BACKGROUNDER - 44th Annual Report to Parliament



This is the first Annual Report to Parliament issued by Dr. Ivan Zinger, who has served as Correctional Investigator since January 1, 2017.

The report makes 17 recommendations and contains a special focus on the Secure Units (maximum security) at the five Regional Women’s Facilities.

Special Focus on the Secure Units at the Regional Women’s Facilities

  • Maximum security women represent just over 10% of the overall federally sentenced women population. Indigenous women represent 50% of the maximum security population in federal women’s corrections.
  • These women reside in what are called “Secure Units.” Each unit is divided into pods of 4 or 6 cells. Some are equipped to accommodate double bunking. Given its maximum security status, the segregation unit is physically located in the Secure Unit, as a separate wing.
  • Women struggling with mental health issues are more likely to be classified maximum security and placed in the Secure Units. The close and cramped living arrangements and maladaptive behavior associated with mental health distress often have a negative impact on daily routines (cell reassignments, lockdowns), leading to tension, frustration, conflict and a general sense of personal insecurity among the women. The environment is not therapeutic and does not employ a trauma-informed approach.
  • Women residing in the Secure Units are subject to a discriminatory classification system that regulates access to other parts (medium security) of the institution where services and amenities are located. Effectively, participation in education, programs and other “privileges,” such as gym or library, can be denied based on their level of risk or behaviour. Some women are shackled to walk through the institution to attend health care. Others turn down visits with their children because they do not want to be seen in handcuffs or leg irons. They can be subject to strip searches every time they return to their unit. This system is unique to women’s corrections; male offenders are not subject to the same restrictions.

Other Conditions of Confinement Issues

Safe and Humane Custody 

  • While still under investigation, the riot at Saskatchewan Penitentiary in December 2016 highlighted several possible triggering events, many related to the conditions of confinement within the institution (i.e. dissatisfaction with food and the perceived mistreatment of inmate kitchen workers such as pay, hours, incentives by correctional staff). Saskatchewan Penitentiary houses a population that comprises nearly two-thirds (64%) Indigenous inmates.
  • The current fleet of prison transport vehicles does not meet personal or industry safety standards. Essentially retrofitted and modified family minivans (e.g. Dodge Caravan), these vehicles, which were never designed or crash-tested for the purpose that they serve, contain a metal enclosure where prisoners ride shackled without seatbelts. Their design is substandard and unsafe for both inmates and staff alike.
  • The Office closely followed the case of a transgender inmate over the past year that spent most of their sentence (over 10 years) in a facility representing their assigned sex at birth.
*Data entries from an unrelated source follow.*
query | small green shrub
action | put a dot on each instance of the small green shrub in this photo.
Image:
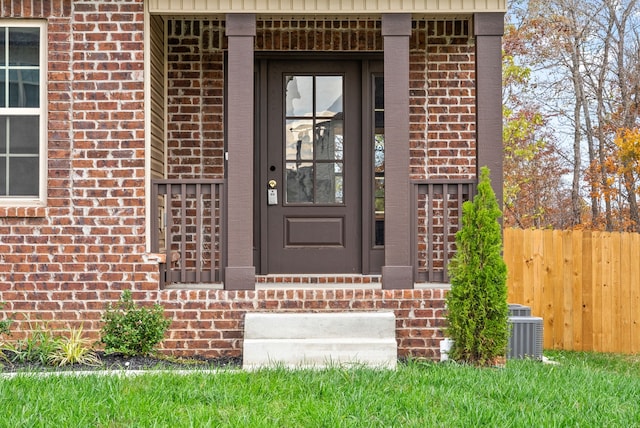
(477, 309)
(36, 347)
(5, 323)
(73, 349)
(130, 329)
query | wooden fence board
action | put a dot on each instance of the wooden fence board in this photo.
(544, 293)
(528, 279)
(614, 314)
(576, 285)
(605, 336)
(634, 275)
(585, 284)
(556, 286)
(587, 291)
(624, 325)
(567, 290)
(597, 239)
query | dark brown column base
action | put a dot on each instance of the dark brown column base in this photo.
(240, 278)
(397, 277)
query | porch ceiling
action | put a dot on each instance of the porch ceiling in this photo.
(325, 7)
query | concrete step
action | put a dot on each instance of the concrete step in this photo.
(300, 340)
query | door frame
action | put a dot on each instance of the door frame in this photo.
(372, 257)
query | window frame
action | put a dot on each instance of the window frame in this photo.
(41, 111)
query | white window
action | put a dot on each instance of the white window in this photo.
(22, 113)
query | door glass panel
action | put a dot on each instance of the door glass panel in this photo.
(329, 183)
(300, 182)
(329, 138)
(299, 141)
(299, 95)
(378, 159)
(314, 139)
(328, 95)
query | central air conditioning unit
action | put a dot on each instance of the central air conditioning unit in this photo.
(525, 339)
(517, 310)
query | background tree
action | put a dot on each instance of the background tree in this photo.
(584, 58)
(535, 194)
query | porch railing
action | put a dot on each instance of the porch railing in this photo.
(437, 216)
(188, 225)
(187, 221)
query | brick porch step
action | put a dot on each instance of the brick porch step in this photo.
(298, 340)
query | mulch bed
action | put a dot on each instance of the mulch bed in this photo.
(120, 362)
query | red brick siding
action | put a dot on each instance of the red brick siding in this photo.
(210, 322)
(450, 140)
(62, 263)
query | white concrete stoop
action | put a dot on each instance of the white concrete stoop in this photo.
(302, 340)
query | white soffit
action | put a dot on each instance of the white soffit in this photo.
(325, 7)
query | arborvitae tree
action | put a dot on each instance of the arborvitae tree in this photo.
(477, 303)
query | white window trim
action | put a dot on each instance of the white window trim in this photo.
(42, 112)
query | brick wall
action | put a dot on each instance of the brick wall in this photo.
(62, 263)
(210, 322)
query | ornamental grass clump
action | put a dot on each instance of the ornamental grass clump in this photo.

The inmate attempted suicide, self-mutilated genitalia, took pills bought from other inmates and ultimately fell into depression as a result of the treatment and lack of movement on the part of the Correctional Service with respect to the inmate’s sex change. The inmate died from medical complications not long after being transferred to an institution representing their gender identity.

Health Care 

  • There is no stand-alone treatment facility for federally sentenced women. As an emergency measure, an acutely mentally ill woman can be transferred to an all-male treatment centre where she is separated, alone and held in segregation-like conditions. This practice, however temporary, is unacceptable and contravenes international human rights standards.
  • The use of physical restraints, clinical seclusion, and segregation to manage people in serious psychological distress remains problematic. Placing suicidal or self-injurious people in observation cells that minimally provide for the necessities to preserve human life (security gown, security blanket, fluids and food that can be consumed without cutlery, hygiene items at discretion) fails to recognize that confinement of this nature may actually promote or deepen psychological distress and/or lead to further or even more lethal acts of self-injury or attempts to end life. The report calls on the Correctional Service to restrict the use of clinical seclusion and physical restraints (Pinel Restraints) to designated treatment centres where they can be used exceptionally, sparingly and only by authorization of health care professionals.
  • The report highlights two cases which demonstrate that there continues to be gaps in how correctional staff recognize and respond to situations of medical emergency or mental health distress. In one case, an inmate is left lying unresponsive and motionless following an assault for more than five minutes, despite the fact that correctional staff had handcuffed and escorted the instigator from the scene. In a second case, following a use of force involving the use of inflammatory spray, an inmate collapses in the decontamination shower (possibly as a result of an allergic reaction to pepper spray) and is left in medical distress for a prolonged period before the camera operator recording the incident calls for assistance.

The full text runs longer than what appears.